Shares of South Korea’s tech giants Naver Corp. and Kakao Corp. tanked on Wednesday as the ruling front and government move to regulate their sprawling business and influence.
On Wednesday, Naver shares tumbled 7.87 percent to close at 409,500 won ($351.5) and Kakao dipped 10.06 percent to 138,500 won.
“Kakao who describes itself as an innovative company should not repeat the past of large companies of entirely chasing profit with disregard to fair play and symbiotic growth,” said Song Young-gil, the leader of the ruling Democratic Party, on Tuesday at a discussion held by lawmakers of the party to seek ways to prevent unfair acts of rapidly growing platform companies.
The huge losses in their stock price were also driven by the financial authorities’ order on Kakao Pay and Naver Financial, the fintech units of the two companies, to register as ‘brokerages.’

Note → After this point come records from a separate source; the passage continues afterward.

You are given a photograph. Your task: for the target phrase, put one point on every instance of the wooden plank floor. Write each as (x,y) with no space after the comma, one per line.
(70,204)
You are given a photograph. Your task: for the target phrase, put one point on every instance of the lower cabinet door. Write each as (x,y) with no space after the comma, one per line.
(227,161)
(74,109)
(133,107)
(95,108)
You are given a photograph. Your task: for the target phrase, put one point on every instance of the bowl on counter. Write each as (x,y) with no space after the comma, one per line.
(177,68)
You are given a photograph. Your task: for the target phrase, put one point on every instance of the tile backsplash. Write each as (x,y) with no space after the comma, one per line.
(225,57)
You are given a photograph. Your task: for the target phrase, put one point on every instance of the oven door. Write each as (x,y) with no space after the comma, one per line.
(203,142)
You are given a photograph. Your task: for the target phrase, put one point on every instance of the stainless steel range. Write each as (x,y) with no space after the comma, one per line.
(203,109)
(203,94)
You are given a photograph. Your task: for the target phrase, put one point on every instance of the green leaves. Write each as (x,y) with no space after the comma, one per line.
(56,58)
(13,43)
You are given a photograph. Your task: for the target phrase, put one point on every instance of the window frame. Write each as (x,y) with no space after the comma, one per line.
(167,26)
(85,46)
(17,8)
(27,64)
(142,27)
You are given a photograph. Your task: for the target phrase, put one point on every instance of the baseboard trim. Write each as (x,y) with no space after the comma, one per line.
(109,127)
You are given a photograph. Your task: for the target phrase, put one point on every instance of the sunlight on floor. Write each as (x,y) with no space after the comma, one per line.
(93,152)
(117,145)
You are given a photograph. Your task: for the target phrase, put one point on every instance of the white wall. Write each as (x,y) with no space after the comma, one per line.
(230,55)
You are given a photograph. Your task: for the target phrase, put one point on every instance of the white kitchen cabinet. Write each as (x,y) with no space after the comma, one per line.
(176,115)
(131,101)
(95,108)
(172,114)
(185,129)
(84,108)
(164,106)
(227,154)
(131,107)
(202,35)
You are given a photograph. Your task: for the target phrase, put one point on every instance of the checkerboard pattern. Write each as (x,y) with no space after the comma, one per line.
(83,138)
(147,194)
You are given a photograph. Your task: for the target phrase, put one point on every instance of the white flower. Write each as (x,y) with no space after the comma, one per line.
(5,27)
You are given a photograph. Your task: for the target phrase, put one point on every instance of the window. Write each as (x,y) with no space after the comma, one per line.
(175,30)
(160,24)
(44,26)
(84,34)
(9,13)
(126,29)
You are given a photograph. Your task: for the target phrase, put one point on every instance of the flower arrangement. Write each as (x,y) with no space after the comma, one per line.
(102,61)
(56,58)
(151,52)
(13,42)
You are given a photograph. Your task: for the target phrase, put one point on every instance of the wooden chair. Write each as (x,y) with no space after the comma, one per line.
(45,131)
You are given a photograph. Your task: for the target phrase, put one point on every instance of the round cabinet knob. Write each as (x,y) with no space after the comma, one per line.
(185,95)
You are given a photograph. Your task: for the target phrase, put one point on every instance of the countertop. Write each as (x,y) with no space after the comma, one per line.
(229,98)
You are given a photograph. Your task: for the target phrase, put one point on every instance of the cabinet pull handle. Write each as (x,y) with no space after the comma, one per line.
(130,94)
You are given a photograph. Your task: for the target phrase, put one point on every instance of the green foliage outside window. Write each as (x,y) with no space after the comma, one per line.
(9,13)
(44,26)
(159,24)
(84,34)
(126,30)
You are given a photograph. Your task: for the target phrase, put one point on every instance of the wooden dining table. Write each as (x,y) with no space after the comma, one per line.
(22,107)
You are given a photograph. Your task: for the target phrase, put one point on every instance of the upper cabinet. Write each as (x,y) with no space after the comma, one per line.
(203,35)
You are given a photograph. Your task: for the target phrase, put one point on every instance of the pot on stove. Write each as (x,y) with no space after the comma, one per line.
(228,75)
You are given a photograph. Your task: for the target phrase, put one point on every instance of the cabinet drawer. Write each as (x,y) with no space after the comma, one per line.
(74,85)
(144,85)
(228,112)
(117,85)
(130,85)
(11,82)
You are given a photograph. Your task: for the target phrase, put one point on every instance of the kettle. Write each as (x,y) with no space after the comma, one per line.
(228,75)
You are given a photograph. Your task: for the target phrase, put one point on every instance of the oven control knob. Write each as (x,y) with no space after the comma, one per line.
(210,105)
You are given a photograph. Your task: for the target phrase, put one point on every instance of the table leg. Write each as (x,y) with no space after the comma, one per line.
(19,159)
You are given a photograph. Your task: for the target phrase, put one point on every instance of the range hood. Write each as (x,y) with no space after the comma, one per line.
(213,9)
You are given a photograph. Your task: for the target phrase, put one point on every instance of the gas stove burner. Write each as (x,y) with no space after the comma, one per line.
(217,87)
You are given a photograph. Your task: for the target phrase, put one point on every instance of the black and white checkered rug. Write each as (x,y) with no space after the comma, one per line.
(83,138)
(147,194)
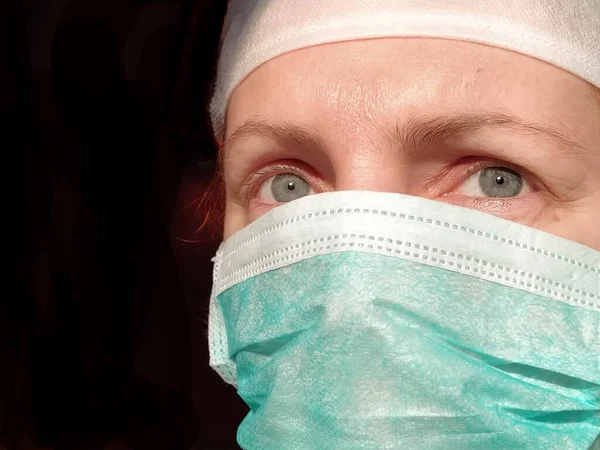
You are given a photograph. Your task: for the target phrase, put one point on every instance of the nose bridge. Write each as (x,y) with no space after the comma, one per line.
(370,168)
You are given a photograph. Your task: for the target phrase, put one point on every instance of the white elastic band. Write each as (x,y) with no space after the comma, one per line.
(562,32)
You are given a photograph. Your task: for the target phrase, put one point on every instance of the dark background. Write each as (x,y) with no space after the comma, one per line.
(103,345)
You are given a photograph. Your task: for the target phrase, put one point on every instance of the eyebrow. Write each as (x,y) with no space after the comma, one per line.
(413,134)
(287,134)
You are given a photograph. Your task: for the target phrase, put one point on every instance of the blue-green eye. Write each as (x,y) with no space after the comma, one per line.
(284,188)
(495,182)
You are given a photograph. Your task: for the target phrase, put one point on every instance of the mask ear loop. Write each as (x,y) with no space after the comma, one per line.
(217,333)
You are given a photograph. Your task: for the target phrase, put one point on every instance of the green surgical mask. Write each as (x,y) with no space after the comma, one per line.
(361,320)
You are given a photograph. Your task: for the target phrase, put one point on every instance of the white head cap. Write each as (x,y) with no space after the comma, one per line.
(565,33)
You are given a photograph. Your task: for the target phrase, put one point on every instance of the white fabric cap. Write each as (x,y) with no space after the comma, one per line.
(565,33)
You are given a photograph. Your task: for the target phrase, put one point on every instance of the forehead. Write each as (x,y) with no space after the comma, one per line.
(347,84)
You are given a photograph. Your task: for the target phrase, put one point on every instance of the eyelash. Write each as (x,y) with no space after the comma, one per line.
(457,176)
(251,186)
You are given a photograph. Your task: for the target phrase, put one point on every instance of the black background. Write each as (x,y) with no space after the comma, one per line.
(103,345)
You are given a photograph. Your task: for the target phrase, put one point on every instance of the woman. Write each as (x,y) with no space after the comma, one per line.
(412,251)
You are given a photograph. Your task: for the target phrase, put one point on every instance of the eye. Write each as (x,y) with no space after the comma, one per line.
(496,181)
(284,188)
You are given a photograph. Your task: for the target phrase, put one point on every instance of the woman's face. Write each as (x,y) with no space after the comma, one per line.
(453,121)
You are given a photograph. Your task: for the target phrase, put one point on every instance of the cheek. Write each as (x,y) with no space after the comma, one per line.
(577,222)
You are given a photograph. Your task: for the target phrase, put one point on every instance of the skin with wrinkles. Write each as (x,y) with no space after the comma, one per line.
(417,116)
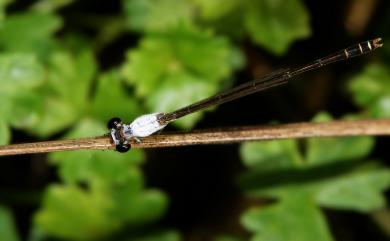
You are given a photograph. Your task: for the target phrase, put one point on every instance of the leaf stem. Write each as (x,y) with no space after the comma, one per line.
(215,136)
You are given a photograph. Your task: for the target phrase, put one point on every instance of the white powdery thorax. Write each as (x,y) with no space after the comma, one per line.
(146,125)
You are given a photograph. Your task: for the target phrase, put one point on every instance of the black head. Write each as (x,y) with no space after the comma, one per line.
(123,148)
(113,123)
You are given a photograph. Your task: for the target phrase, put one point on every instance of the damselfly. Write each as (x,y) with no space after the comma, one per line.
(145,125)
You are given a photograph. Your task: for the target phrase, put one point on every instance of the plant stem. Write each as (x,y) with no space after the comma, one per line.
(215,136)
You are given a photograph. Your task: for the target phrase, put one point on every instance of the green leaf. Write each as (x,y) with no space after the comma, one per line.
(4,132)
(371,90)
(8,230)
(30,32)
(331,167)
(89,166)
(156,15)
(342,149)
(275,25)
(165,235)
(293,219)
(47,6)
(217,8)
(174,69)
(178,91)
(140,208)
(27,108)
(112,100)
(66,95)
(72,213)
(20,71)
(360,191)
(227,238)
(3,5)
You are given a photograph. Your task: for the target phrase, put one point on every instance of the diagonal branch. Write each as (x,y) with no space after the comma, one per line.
(215,136)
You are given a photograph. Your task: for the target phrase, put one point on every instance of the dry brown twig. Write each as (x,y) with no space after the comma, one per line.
(215,136)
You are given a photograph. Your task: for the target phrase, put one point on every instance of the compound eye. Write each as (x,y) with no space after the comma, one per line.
(123,148)
(113,123)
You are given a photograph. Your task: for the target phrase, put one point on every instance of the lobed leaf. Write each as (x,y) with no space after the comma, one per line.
(275,25)
(291,219)
(174,69)
(70,212)
(30,32)
(371,90)
(112,100)
(156,15)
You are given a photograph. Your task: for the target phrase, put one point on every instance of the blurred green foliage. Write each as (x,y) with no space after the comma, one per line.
(52,84)
(332,173)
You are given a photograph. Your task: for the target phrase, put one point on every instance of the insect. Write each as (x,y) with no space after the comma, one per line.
(145,125)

The decision of the Financial Services Commission and Financial Supervisory Service came amid criticism that the financial units engage in brokering activities as they recommend funds and financial products to customers, so they should be subject to the new Financial Customer Protection Act enacted in March. The companies had argued it is advertising business, not brokering.
The government and ruling party have begun to strengthen regulatory oversight on the platform giants whose offspring penetrate virtually into every industry. The ruling party worry Naver and Kakao’s aggressive expansion could threaten small business owners and self-employed people.